"Bertha!—father!—friend!" he exclaimed, hastily glancing to each as he spoke, "what means this?"
A man of middle age rose, and, as he hurried from the room, said—
"Farewell, Forster," addressing the old man; "you have deceived, you have insulted me. The man who is to be your daughter's husband is with her now."
It was the intended husband of Bertha that so spoke, and left the apartment. The old colonel rose to follow him.

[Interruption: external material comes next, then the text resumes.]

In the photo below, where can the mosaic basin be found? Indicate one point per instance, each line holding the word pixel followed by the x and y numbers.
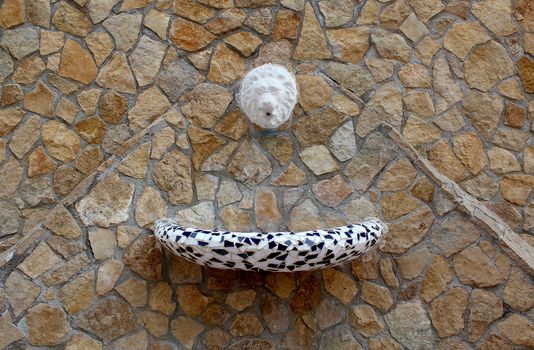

"Stay, father," said his son; "what I have now witnessed requires an explanation. This stranger, to whom I owe my life, you have seen before—my sister has seen him—and there is something connected with your acquaintance with each other that I must understand."
"Yes," cried the old man, "I have seen him before—I have—I have."
"Bertha?" said his son; but she raised her hands before her face and wept.
"Sir," said the younger Forster, "I can be grateful. Though I am not acquainted with you, my sister is. Let me call my deliverer brother!" And he took the hand of his weeping sister and placed it in that of Robert Musgrave.
The old man started; but his son soothed him. And Robert Musgrave stood with the hand of Bertha Forster locked in his; and within a few weeks he called that hand his own, and was happy—and the sufferings that the Poor Scholar had endured became as a tale that is told.